Fuori di Massa si trovano poi le pievi di San Gimignano ad Antona e San Vitale a Mirteto frequentate da devoti e pellegrini per tutto il medioevo, in San Leonardo Frigido v’ era un’antica mansio romana che ospitava i viaggiatori sulla Via Aemilia Scauri per Luni oltre il fiume Frigido, su essa sorse nel medioevo un hospitale per viandanti e pellegrini di cui rimangono gli austeri resti romanici.
Qui il culto di San Leonardo è giunto con i pellegrini provenienti dal nord ove era diffuso, onorando il santo nato in Gallia alla fine del V secolo sotto l’ impero d’ oriente di Attanasio, seguace di San Remigio e dedito alla carità le sue opere e miracoli lo resero celebre tra Aquitania, Germania e Britannia, beatificato come Saint Leonard de Noblat, luogo ove la sua tomba fu meta di pellegrinaggi e il cui culto venne portato sulla Via Francigena.
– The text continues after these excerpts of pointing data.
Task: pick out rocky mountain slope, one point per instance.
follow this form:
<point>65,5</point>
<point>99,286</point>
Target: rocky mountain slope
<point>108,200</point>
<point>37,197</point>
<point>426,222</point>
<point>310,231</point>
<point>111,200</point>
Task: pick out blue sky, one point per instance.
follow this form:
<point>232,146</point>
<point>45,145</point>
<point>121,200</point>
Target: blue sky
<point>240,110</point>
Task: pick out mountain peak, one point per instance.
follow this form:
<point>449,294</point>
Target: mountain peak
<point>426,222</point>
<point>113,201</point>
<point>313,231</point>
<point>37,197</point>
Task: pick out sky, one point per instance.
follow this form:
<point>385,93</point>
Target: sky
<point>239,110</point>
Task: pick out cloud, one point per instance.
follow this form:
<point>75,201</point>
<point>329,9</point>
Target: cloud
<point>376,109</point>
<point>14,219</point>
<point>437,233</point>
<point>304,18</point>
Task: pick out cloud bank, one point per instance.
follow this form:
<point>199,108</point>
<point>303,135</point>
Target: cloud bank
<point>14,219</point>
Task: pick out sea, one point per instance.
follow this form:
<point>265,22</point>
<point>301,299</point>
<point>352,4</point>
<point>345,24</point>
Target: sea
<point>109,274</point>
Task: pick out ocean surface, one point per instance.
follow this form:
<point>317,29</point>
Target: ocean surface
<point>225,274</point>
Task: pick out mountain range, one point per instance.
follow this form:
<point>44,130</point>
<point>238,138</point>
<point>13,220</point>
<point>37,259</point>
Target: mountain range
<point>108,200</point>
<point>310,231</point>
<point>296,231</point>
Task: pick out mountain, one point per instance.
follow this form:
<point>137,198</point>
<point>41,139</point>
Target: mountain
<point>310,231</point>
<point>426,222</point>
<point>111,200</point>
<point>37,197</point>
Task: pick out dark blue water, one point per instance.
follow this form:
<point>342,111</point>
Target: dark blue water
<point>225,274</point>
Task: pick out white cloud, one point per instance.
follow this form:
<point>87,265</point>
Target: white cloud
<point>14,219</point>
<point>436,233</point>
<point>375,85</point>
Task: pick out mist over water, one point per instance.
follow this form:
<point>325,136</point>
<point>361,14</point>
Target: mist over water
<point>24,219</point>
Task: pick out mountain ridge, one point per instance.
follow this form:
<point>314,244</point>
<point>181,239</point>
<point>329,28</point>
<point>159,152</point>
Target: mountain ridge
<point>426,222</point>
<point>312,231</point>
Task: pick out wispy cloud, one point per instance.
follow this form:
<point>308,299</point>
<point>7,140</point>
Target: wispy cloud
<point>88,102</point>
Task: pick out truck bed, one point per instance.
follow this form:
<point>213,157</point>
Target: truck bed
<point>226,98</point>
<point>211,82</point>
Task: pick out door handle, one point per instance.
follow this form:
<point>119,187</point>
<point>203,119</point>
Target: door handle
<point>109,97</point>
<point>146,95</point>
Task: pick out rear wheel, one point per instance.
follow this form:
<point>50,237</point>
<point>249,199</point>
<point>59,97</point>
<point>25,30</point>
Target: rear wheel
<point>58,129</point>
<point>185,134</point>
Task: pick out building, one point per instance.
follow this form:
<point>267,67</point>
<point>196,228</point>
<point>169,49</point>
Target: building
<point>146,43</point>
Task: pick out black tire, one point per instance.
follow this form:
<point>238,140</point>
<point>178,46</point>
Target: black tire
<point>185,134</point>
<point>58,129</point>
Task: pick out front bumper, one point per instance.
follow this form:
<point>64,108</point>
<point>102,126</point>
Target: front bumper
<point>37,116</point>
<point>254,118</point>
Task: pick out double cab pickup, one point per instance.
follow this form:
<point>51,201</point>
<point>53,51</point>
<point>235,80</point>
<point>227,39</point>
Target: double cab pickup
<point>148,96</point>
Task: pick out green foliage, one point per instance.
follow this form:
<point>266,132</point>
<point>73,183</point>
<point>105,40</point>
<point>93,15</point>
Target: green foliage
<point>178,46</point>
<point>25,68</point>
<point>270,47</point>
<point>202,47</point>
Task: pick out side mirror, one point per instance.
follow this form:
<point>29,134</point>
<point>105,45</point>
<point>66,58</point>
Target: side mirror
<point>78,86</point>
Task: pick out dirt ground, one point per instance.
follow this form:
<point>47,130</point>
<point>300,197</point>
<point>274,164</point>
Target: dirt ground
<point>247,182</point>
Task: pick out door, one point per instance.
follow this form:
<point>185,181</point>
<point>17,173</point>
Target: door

In Massa i pellegrinaggi sono proseguiti a lungo, negli altri santuari edificati più tardi come la Madonna degli Uliveti che conserva una statua lignea di Jacopo della Quercia,nel XVII secolo sorse il Santuario di Nostra Signora della Misericordia progettato da Raffaele Locci con l’ altare del bergamini e dipinti di Fiasella e Cigoli, infine nel 1835 venne edificato il Santuario della Beata Vergine dei Quercioli.
Da Massa scendendo per la costa di Versilia si trova il castello Aghinolfi che domina il borgo di Montignoso, citato da cronache del secolo ottavo e dominio degli Aghinolfo fino alla conquista della vicina repubblica di Lucca nel 1376 e ne fu presidio militare per oltre un secolo, poi passato a dominio del Regno di Francia con Carlo VIII nel 1494. Di qui la Via Francigena e le altre che collegavano il nord Europa a Roma passava per i borghi Casone Strettoia e Pescarella, i colli di Metati Rossi e lasciava la Lunigiana per traversare altre contrade di Toscana.
Lucchesia
Dalle Apuane e le terre di Lunigiana scende la pianura verso la costa a trovare il fiume Versilia che nomina il territorio ove giungevano antiche vie da occidente e settentrione sulle quali i romani tracciarono grandi strade fin da terzo secolo a.C. di qui al forum Aurelii a Montalto di Castro, poi al Portus Pisanus e infine verso gli antichi territori d’ Etruria a Fiesole, collegando per secoli il nord italico e la Gallia attraverso la Versilia con Roma sulle vie Aurelia e Cassia. Agli albori del medioevo i vescovi di Lucca s’ adoperarono ad evangelizzare la gente di queste terre centri e luoghi di culto cristiani lungo l’antica via romana, così sorsero le pievi di Santo Stefano Camaiore, San Lorenzo di Massaciuccoli, Santo Stefano di Vallecchia, Santa Felicita di Valdicastello e Sant’Ambrogio di Elici, poi divenute soste spirituali sulla Via Francigena.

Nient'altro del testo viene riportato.